Genomic analyses of prognostic clusters
To investigate whether C1 and C2 tumours differ at the genomic level in addition to the transcriptomic and epigenomic differences observed above, whole-exome data was obtained for SCCs from three cohorts, TCGA8, Bergen11 and Uganda9. This amounted to 367 samples, 29 of which were classed as hypermutated by standards set by TCGA8 (>600 mutations). The median tumour mutation burden (TMB) was 2.04/Mb for all tumour, 2.11/Mb for C1 tumours and 1.82/Mb for C2 tumours (1.92/Mb, 1.94/Mb and 1.72/Mb respectively after removal of hypermutated samples). We detected four mutation signatures for the combined cohorts (Supplementary Fig. S7): as expected based on previous studies8,9,11, COSMIC signatures 2 and 13 (characterised by C>T transitions or C>G transversions respectively at TpC sites attributed to cytosine deamination by APOBEC enzymes); age-related COSMIC signature 1 (characterised by C>T transitions attributed to spontaneous deamination of 5’ methylated cytosine) and COSMIC signature 5, for which the underlying mutational process is unknown15 (https://cancer.sanger.ac.uk/signatures/).
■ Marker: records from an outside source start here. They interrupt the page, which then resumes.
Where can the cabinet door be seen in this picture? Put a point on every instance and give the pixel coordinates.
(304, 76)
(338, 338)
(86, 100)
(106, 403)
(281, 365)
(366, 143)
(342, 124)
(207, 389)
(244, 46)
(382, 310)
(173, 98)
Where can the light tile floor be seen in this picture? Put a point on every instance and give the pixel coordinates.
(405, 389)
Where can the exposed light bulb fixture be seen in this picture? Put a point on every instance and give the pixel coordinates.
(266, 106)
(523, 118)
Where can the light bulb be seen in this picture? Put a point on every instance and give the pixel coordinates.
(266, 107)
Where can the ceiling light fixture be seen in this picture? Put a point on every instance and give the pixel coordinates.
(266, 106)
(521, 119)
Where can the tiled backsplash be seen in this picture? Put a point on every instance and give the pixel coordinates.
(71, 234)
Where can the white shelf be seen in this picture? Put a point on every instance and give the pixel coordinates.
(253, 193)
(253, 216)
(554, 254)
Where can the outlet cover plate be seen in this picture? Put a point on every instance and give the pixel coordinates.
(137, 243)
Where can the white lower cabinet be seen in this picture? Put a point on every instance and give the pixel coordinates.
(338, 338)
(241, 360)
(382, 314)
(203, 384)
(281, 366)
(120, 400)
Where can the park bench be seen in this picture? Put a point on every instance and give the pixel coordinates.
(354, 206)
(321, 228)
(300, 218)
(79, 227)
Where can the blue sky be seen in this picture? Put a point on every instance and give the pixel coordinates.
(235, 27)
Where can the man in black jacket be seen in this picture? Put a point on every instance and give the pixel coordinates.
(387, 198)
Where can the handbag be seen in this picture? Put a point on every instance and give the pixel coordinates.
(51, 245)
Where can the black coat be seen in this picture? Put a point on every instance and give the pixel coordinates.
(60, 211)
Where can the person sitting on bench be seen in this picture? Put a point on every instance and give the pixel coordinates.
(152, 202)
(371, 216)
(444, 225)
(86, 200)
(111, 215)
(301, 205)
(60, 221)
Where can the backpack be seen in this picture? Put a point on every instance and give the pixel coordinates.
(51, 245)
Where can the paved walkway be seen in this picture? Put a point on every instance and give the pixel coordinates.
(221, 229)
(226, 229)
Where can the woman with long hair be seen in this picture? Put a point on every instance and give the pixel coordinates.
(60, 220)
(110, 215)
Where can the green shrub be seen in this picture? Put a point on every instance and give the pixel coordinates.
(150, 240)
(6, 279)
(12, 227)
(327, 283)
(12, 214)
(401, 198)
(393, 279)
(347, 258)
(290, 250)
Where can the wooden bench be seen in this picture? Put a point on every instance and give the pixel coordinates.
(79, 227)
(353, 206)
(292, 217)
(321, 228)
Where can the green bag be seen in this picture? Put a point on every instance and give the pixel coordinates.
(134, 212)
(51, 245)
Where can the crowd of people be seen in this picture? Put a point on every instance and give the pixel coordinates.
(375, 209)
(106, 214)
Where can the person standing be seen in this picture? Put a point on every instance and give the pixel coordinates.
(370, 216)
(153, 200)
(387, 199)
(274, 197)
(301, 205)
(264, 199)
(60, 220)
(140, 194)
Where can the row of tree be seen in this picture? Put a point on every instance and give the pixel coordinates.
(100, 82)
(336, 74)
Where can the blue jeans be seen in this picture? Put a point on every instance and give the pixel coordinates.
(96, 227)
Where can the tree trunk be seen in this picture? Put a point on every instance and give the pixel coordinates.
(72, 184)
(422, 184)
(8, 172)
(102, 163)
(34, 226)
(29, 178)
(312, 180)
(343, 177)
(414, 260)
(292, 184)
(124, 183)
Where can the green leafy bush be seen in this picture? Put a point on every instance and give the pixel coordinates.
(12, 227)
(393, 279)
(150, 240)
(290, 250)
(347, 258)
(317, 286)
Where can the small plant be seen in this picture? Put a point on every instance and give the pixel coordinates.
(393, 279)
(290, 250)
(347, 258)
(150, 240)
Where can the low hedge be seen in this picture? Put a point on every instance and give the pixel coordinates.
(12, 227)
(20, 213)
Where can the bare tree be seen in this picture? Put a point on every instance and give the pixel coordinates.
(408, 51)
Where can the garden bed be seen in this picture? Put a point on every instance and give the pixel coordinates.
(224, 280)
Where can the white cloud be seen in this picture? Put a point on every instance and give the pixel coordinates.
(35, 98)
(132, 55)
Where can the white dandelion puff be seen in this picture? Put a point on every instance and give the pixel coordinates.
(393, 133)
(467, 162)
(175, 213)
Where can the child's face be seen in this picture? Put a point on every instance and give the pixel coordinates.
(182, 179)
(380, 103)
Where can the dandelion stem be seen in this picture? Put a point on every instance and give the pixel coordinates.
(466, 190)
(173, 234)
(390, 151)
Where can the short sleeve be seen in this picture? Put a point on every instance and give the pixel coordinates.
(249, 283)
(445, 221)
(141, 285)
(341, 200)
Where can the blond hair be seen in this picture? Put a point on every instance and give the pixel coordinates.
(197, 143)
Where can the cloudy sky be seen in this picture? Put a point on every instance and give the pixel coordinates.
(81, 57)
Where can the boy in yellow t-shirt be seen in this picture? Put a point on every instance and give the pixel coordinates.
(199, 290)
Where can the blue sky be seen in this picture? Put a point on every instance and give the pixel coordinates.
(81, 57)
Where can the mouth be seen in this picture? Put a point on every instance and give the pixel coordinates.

The proportion of mutations attributable to each signature did not vary between clusters (Fig. 4).
Having excluded the hypermutated samples, we next performed dNdScv analysis16 on each cohort, followed by p-value combination using sample size weighted Fisher’s method followed by FDR correction17 to permit identification of significantly mutated genes (SMGs) across the entire dataset. This combined approach, followed by analysis of individual samples by cluster identified 34 SMGs (Fig. 4, Supplementary Table S9), 21 of which (highlighted by †) have not previously been identified as SMGs in cervical cancer8,9,11. Of the 34 SMGs, 21 were significantly mutated in only C1 samples, two genes in only C2 samples, three genes in both C1 and C2 individual analysis, and eight genes were only significantly mutated when both C1 and C2 clusters were analysed together (Fig. 4, Supplementary Table S9). The frequency of mutations in SMGs that had been previously observed was comparable between combined cohort and each respective SMG study (Supplementary Table S10). Among the 21 genes that have not previously been identified as significantly mutated in cervical cancer, six are SMGs in other SCCs, including head and neck (NOTCH1, JUB (also known as AJUBA), MLL2 (also known as KMT2D), RB1, PIK3R1)18, oesophageal (MLL2, NOTCH1, RB1)19 and lung SCC (NOTCH1, RB1, MLL2, CREBBP (also known as KAT3A))20. Conversely, several genes previously identified as SMGs in cervical cancer, including TP53, ARID1A and TGFBR2 are significantly mutated in adenocarcinoma but not in CSCC8,11. Comparing somatic mutation rates in SMGs between clusters using binomial regression identified PIK3CA (FDR = 0.001) and EP300 (FDR = 0.046) mutations as disproportionally more common in C1 tumours and STK11 (FDR = 0.005) and NF2 (FDR = 0.045) as enriched in C2 tumours (Fig. 4). STK11 is also under-expressed in C2 tumours compared with C1 tumours (Supplementary Table S3).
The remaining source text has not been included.